The U.S. port congestion is worsening, with the number of container ships waiting to enter the largest U.S. gateway for transpacific trade swelling to another pandemic record, Bloomberg reports.
The situation is adding delays and costs during peak season for companies to rebuild inventories.
Fifty-five vessels were anchored or idling further offshore waiting to offload at the twin ports of Los Angeles and Long Beach, California, as of September 13th, up from 40 two weeks ago, according to officials who monitor marine traffic in San Pedro Bay.
The average wait rose to 8.5 days compared with 7.6 in late August, according to L.A. port data.
L.A. officials have exhausted their designated anchorage space for overflow traffic and had a record 17 ships in so-called drift zones — areas used in times of extreme volume where they wait for room in shallower water to drop anchor safely.
The ships in queue have a combined capacity to carry nearly 375,000 20-foot containers, according to data compiled by the Marine Exchange of Southern California.
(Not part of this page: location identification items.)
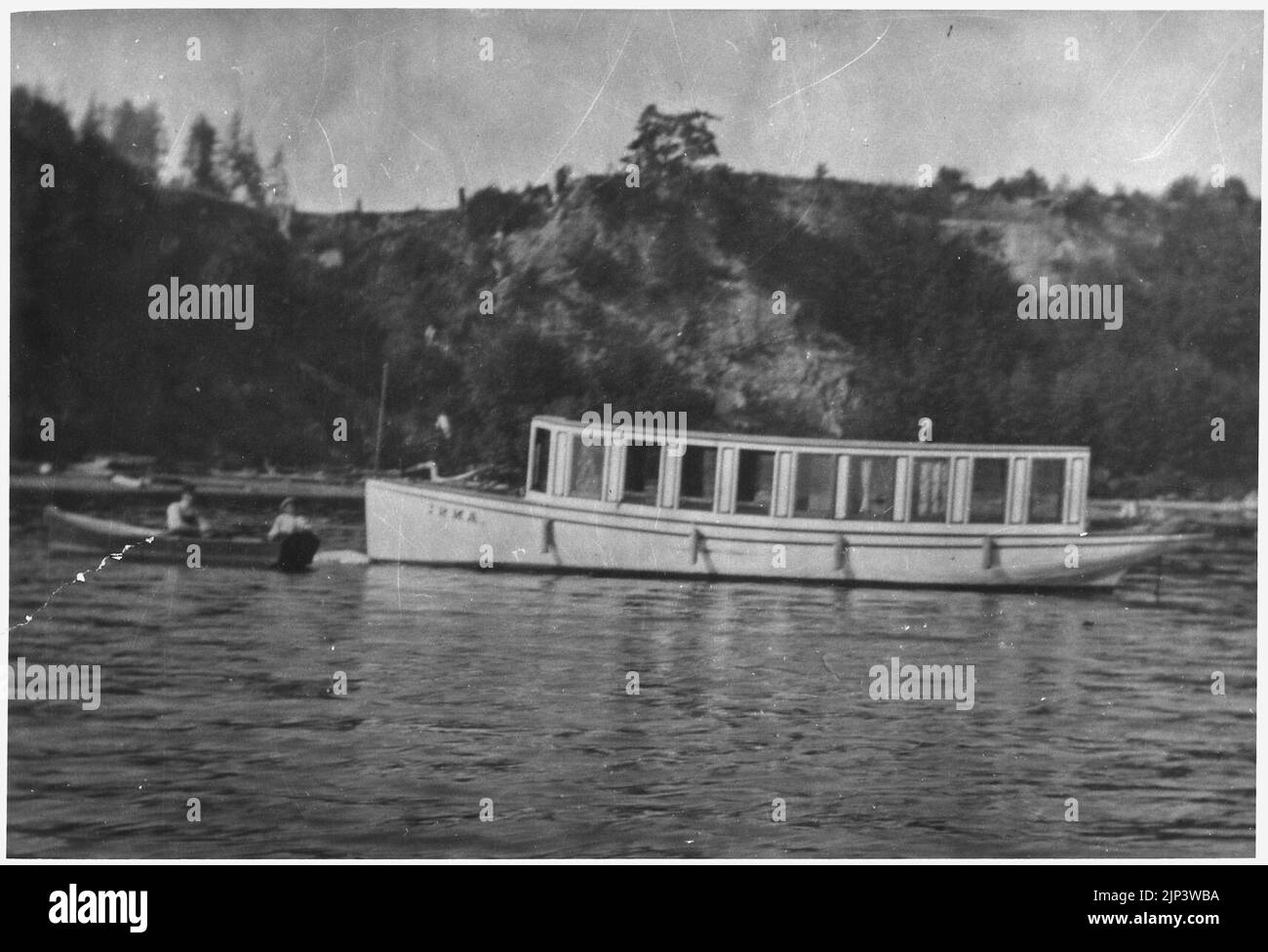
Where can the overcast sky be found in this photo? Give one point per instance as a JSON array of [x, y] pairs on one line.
[[404, 99]]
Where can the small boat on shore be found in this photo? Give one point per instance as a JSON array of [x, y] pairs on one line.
[[72, 533], [759, 507]]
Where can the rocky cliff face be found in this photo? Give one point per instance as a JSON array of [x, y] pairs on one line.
[[749, 301]]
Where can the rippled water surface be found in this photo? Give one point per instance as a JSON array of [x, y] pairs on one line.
[[464, 686]]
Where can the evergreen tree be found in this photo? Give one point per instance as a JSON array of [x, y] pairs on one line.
[[201, 159]]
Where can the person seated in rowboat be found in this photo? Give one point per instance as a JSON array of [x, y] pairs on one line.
[[287, 521], [184, 517]]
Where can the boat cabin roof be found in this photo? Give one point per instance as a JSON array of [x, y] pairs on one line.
[[807, 443]]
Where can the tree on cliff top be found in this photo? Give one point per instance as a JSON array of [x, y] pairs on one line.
[[671, 142]]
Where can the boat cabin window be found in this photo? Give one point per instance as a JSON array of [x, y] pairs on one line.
[[698, 466], [642, 474], [587, 470], [755, 482], [871, 488], [815, 488], [540, 464], [1048, 486], [930, 482], [989, 486]]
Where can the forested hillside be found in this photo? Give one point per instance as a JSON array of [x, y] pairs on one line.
[[751, 301]]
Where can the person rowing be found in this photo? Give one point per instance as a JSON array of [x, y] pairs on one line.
[[287, 523], [184, 517], [297, 542]]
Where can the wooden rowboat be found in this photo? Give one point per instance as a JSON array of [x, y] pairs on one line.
[[102, 537]]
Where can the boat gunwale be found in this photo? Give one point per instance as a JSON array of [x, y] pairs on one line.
[[671, 521]]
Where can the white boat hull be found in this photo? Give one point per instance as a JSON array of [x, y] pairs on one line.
[[434, 525]]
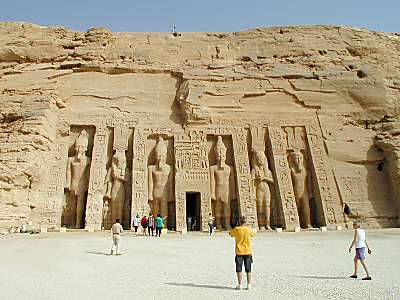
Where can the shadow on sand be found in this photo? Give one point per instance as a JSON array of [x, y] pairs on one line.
[[322, 277], [200, 285], [99, 253]]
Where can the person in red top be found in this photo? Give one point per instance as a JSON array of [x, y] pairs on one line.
[[144, 222]]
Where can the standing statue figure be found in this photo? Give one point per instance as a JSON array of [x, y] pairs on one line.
[[116, 179], [159, 181], [78, 169], [222, 185], [301, 187], [262, 177]]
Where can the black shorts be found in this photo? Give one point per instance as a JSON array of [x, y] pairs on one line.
[[246, 259]]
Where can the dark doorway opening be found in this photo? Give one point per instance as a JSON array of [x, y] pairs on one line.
[[193, 211]]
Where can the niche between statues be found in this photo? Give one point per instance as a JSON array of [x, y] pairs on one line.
[[160, 177], [80, 149], [224, 202], [117, 190]]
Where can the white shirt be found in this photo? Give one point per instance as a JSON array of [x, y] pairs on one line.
[[117, 228], [360, 239]]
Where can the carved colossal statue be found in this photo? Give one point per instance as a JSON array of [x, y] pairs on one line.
[[222, 185], [77, 181], [262, 177], [301, 187], [160, 181], [116, 179]]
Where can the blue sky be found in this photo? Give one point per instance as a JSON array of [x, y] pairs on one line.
[[202, 15]]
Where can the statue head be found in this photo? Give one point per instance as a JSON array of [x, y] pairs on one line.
[[161, 152], [119, 157], [81, 143], [220, 150], [296, 157]]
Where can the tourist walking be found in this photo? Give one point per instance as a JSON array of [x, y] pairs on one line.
[[210, 223], [360, 243], [136, 221], [159, 225], [150, 223], [116, 230], [189, 223], [243, 250], [144, 223]]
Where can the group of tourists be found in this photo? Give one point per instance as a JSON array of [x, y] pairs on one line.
[[243, 246], [149, 224]]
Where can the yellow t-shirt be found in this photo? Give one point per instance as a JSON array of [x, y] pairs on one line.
[[242, 236]]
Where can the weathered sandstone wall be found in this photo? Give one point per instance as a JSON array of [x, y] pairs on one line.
[[347, 79]]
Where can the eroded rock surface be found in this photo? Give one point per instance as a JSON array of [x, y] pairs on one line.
[[340, 85]]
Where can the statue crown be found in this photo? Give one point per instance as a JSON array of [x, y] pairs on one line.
[[220, 146], [83, 139]]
That’s about the same amount of inbound boxes that the Los Angeles port handled in a month on average before the pandemic.
And experts don’t expect a slowdown in cargo as peak season nears.
There is a “60% increase in the inbound outbound ratio at the ports of US West Coast, surpassing the pre-covid levels, indicating that there is excessive stress on the ports, and therefore indicating further congestion is expected in the coming months as we approach the holiday season in the later part of the year,” Dr. Johannes Schlingmeier, co-founder and CEO of Container xChange, said in a press release.
Cargo volumes have been growing for several months. The Port of Long Beach has broken cargo monthly records in 12 of the last 13 month.
Through July, the port processed 5.5 million TEUs, a 32% increase over the same period last year, according to the Port of Long Beach. The Port of Los Angeles has processed 6.3 million TEUs in the 2021 calendar year.
Companies across the supply chain are taking action to mitigate the port congestion. Shippers are booking in advance even if it means paying more. Carriers are doubling orders for container ships, and 3PLs likes C.H. Robinson are applying drayage surcharges at ports in Long Beach and Los Angeles.
Customers are already shifting cargo to ports along the East Coast, Gulf or Pacific Northwest. The Southern California ports play a dominant role due to their capacity, but customers at Seko Logistics have been looking at charters to transport goods.